I am reading a book right now by Dr. J.V. Fesko, "JUSTIFICATION, Understanding the Classic Reformed Doctrine". About two thirds way through it he references a bit of Berkof regarding the forensic aspect of our union with Christ:
"...The mystical union in the sense in which we are now speaking of it is not the judicial ground, on the basis of which we become partakers of the riches that are in Christ. It is sometimes said that the merits of Christ cannot be imputed to us as long as we are not in Christ....". page 277.
For Christ to come economically, He first came from that deeper level or place John describes or rather with remarkable accuracy remembers and then writes out the audible prayer the Son of God as the Son of Man prayed to God His Father.
This stuff is radical.

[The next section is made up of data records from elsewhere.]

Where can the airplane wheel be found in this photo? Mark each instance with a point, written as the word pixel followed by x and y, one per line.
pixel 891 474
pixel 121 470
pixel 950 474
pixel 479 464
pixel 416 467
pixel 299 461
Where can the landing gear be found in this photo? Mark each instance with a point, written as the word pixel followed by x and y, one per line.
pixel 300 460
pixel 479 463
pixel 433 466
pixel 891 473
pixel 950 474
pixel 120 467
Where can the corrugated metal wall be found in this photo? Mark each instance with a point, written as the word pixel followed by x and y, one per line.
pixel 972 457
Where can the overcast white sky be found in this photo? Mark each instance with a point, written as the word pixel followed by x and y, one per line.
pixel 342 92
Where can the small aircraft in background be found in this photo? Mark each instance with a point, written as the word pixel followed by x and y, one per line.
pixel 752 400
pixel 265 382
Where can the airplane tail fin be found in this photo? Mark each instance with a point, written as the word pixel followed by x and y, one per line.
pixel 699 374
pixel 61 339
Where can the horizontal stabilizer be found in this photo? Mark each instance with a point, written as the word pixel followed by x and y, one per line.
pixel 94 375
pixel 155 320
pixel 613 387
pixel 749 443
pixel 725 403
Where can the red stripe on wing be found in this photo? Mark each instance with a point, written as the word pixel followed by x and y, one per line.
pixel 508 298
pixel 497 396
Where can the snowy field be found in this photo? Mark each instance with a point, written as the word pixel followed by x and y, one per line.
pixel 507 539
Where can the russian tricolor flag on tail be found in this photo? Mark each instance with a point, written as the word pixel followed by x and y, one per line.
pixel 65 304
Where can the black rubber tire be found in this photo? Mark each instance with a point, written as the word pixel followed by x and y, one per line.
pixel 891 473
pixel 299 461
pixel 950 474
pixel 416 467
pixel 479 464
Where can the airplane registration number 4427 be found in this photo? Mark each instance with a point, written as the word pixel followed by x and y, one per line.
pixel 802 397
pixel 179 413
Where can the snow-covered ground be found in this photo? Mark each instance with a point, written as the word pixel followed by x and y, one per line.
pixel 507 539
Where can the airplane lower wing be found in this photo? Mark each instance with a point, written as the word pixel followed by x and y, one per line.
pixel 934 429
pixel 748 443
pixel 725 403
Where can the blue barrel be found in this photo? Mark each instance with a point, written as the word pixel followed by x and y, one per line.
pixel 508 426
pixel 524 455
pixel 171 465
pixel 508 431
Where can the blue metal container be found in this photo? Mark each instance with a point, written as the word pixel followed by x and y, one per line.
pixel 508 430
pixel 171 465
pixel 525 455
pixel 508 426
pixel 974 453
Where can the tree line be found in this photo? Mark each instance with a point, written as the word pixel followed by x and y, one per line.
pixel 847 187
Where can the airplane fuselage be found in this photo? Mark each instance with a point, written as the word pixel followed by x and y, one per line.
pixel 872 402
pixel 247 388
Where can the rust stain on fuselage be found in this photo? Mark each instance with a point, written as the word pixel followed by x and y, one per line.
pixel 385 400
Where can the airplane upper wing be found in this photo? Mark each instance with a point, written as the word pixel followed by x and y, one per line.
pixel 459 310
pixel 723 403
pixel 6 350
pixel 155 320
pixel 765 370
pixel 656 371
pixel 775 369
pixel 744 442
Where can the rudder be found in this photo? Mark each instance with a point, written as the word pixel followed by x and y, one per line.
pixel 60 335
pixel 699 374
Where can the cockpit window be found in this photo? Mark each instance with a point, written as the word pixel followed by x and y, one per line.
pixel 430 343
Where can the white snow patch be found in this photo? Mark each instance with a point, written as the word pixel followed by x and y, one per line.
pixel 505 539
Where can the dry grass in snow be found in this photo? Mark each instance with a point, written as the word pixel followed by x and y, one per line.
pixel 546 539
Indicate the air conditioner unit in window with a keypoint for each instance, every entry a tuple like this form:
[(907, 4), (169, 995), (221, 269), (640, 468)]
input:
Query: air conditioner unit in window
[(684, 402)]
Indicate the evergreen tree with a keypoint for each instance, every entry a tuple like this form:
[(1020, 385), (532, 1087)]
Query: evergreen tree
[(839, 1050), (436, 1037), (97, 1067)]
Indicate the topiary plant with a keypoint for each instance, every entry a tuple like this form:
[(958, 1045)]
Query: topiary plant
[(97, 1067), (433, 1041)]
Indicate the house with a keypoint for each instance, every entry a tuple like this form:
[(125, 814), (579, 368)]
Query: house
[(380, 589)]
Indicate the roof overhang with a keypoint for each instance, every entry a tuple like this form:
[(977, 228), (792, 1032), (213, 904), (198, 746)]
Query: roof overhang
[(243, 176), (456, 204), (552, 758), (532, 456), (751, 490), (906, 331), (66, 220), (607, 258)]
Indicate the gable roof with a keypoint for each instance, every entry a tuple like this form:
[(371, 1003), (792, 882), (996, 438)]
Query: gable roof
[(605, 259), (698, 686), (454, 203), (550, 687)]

My guess is the more this is brought to the forefront of the dialectic of our day the more trouble we will bring down on the devils inciting their wrath which will evoke action on the part of Our God.
I don't quite understand the tension and how this escalates, this eschatology, but I do believe King David and the Apostle Peter points us in the right direction, here:
1Ch 16:31 Let the heavens be glad, and let the earth rejoice, and let them say among the nations, "The LORD reigns!"
1Ch 16:32 Let the sea roar, and all that fills it; let the field exult, and everything in it!
1Ch 16:33 Then shall the trees of the forest sing for joy before the LORD, for he comes to judge the earth.
and
2Pe 3:11 Since all these things are thus to be dissolved, what sort of people ought you to be in lives of holiness and godliness,
2Pe 3:12 waiting for and hastening the coming of the day of God, because of which the heavens will be set on fire and dissolved, and the heavenly bodies will melt as they burn!
It's my active prayer and my duty now to pray to God that His Kingdom would come to this world economy and that by so doing the spirit of this world would be brought to his sure end, to the fire the heavenly bodies will melt in too!